According to him, these checks must continue “at the different stages of the examination.” “We check the person’s agreement on the various acts that are carried out,” he adds.

In this opinion, the CCNE also recalls that on average, a woman has “between 50 and 80 gynecological consultations during her life.” Consultations “asymmetrical by nature”, for which it is necessary “to respect the possible refusal” of this one. It also recommends “the intervention of patients in the training of health professionals.”

On the side of the medical profession, the requests of the National Consultative Ethics Committee are well received. Invited this Tuesday morning on the antenna of BFMTV, doctor Aurel Guedj, emergency doctor at the Ambroise-Paré hospital in Boulogne-Billancourt (AP-HP), recalls that “if for us certain gestures may seem banal, they are not.”

“Throughout our training, we are trained to desacralize the body and we forget the patient’s perception of care,” he recalls, adding that “what matters, and with the new generations arriving, is is increasingly taught, it is not the nature of care, but its perception.”

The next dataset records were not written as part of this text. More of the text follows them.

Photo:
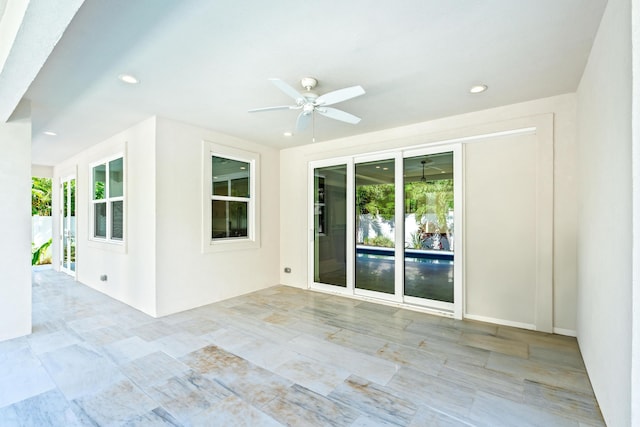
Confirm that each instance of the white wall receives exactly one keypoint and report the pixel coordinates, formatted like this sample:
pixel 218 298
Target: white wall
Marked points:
pixel 635 353
pixel 15 226
pixel 293 187
pixel 186 277
pixel 605 213
pixel 131 268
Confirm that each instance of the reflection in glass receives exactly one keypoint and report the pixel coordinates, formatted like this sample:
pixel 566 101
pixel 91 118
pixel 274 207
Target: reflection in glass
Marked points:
pixel 117 220
pixel 429 231
pixel 65 224
pixel 230 177
pixel 100 220
pixel 99 181
pixel 228 219
pixel 116 178
pixel 375 226
pixel 330 224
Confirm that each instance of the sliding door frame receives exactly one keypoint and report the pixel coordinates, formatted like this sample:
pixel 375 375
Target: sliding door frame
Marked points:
pixel 454 309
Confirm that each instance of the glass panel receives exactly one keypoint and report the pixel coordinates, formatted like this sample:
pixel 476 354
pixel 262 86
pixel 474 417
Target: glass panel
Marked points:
pixel 72 224
pixel 330 235
pixel 229 219
pixel 99 181
pixel 116 178
pixel 65 224
pixel 375 226
pixel 100 220
pixel 117 220
pixel 230 177
pixel 429 232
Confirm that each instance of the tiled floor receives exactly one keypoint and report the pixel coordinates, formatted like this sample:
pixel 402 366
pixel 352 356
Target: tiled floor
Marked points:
pixel 281 356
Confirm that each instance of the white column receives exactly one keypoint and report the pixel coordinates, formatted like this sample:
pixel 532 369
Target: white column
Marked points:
pixel 15 225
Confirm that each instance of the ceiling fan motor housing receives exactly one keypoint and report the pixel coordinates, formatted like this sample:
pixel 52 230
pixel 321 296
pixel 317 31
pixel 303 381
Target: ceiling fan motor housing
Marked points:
pixel 308 82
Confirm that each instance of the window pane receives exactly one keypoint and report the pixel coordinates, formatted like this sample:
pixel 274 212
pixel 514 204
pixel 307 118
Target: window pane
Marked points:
pixel 240 187
pixel 428 226
pixel 330 225
pixel 116 178
pixel 229 219
pixel 99 180
pixel 375 226
pixel 225 171
pixel 221 188
pixel 100 220
pixel 117 220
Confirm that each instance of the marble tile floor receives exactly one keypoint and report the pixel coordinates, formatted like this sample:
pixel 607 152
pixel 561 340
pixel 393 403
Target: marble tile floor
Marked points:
pixel 281 356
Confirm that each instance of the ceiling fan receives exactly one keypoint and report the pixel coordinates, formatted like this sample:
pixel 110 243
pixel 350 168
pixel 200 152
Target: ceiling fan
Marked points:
pixel 309 102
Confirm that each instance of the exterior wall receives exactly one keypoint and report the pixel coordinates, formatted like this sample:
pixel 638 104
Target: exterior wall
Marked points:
pixel 293 187
pixel 605 214
pixel 635 353
pixel 130 269
pixel 15 226
pixel 187 277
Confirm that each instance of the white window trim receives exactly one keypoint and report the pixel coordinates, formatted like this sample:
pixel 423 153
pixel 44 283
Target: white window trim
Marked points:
pixel 108 200
pixel 252 241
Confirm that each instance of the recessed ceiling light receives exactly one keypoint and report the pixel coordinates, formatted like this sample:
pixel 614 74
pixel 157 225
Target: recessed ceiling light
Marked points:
pixel 128 78
pixel 478 88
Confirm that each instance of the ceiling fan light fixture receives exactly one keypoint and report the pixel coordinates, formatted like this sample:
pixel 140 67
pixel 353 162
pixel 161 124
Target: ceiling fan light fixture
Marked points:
pixel 478 88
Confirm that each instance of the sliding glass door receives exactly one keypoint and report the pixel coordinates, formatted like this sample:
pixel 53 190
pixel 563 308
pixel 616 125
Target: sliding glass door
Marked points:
pixel 68 225
pixel 330 225
pixel 429 224
pixel 375 233
pixel 386 226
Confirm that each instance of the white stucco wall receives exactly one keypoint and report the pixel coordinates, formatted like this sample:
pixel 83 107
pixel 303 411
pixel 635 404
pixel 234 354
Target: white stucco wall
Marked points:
pixel 130 269
pixel 293 187
pixel 15 226
pixel 635 353
pixel 186 277
pixel 605 210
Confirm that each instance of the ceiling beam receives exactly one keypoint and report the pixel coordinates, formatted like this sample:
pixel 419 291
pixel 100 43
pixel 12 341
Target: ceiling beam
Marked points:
pixel 29 31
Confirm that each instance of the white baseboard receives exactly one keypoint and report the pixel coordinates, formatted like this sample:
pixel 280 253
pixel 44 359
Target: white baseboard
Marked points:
pixel 566 332
pixel 500 322
pixel 559 331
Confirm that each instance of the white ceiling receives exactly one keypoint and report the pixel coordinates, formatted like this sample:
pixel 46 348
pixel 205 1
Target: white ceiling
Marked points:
pixel 207 63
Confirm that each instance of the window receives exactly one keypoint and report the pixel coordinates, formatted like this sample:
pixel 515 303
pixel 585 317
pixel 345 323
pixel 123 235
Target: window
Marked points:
pixel 231 198
pixel 108 200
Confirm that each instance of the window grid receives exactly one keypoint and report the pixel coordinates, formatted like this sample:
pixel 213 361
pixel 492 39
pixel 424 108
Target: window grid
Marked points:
pixel 229 199
pixel 108 201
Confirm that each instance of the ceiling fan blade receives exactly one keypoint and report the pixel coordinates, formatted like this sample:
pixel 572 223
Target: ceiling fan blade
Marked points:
pixel 284 87
pixel 279 107
pixel 334 113
pixel 340 95
pixel 303 121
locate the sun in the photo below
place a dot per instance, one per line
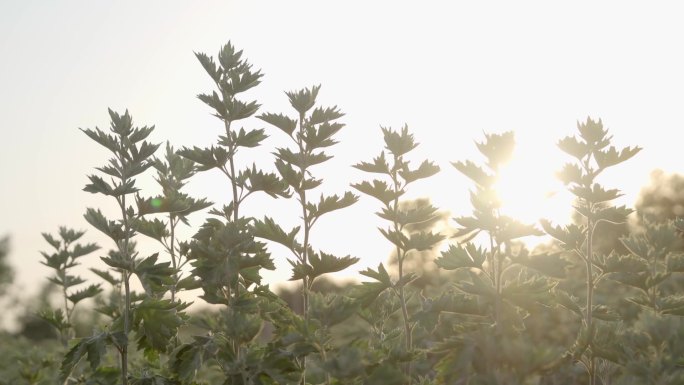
(529, 191)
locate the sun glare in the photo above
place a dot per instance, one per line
(529, 192)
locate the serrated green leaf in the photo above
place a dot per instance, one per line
(157, 323)
(89, 292)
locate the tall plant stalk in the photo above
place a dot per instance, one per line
(593, 155)
(310, 132)
(131, 158)
(62, 260)
(400, 175)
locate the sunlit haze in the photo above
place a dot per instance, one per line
(452, 71)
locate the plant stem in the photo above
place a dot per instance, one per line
(401, 254)
(172, 251)
(590, 295)
(307, 228)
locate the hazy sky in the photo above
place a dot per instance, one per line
(450, 70)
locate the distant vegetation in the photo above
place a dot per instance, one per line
(600, 303)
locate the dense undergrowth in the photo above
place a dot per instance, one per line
(594, 306)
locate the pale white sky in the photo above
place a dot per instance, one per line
(450, 70)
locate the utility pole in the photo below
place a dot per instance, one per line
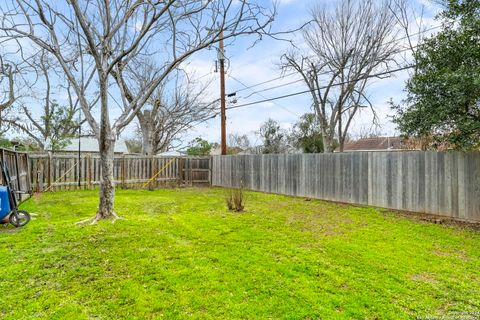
(221, 58)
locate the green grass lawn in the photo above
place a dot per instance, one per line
(181, 254)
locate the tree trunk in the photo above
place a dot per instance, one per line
(107, 182)
(147, 141)
(146, 127)
(327, 142)
(106, 146)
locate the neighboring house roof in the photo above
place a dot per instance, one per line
(89, 144)
(374, 144)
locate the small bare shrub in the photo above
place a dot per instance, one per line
(234, 199)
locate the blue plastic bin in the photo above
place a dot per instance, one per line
(4, 202)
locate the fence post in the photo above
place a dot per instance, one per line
(50, 171)
(90, 168)
(122, 167)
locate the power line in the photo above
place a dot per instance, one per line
(305, 91)
(295, 72)
(324, 87)
(261, 95)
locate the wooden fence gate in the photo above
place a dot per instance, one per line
(53, 172)
(18, 166)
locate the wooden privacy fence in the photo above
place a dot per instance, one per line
(440, 183)
(17, 164)
(53, 172)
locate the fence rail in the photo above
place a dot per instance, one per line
(54, 172)
(17, 165)
(440, 183)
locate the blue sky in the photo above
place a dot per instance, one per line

During this intervention, Aurel Guedj welcomed “an evolution of morals” on this subject and encouraged his colleagues to “take humility.” “When you see the very old doctors, and the culture of the doctor who knows everything, you have learned to question yourself,” he says.

In June 2022, in a column published in the columns of Sunday newspaperhowever, several gynecologists had called to be “beware of the great confusion” and asked for a distinction between “medical examinations and rapes.” With BFMTV.com, several of them had complained of a profession “complicated to practice.”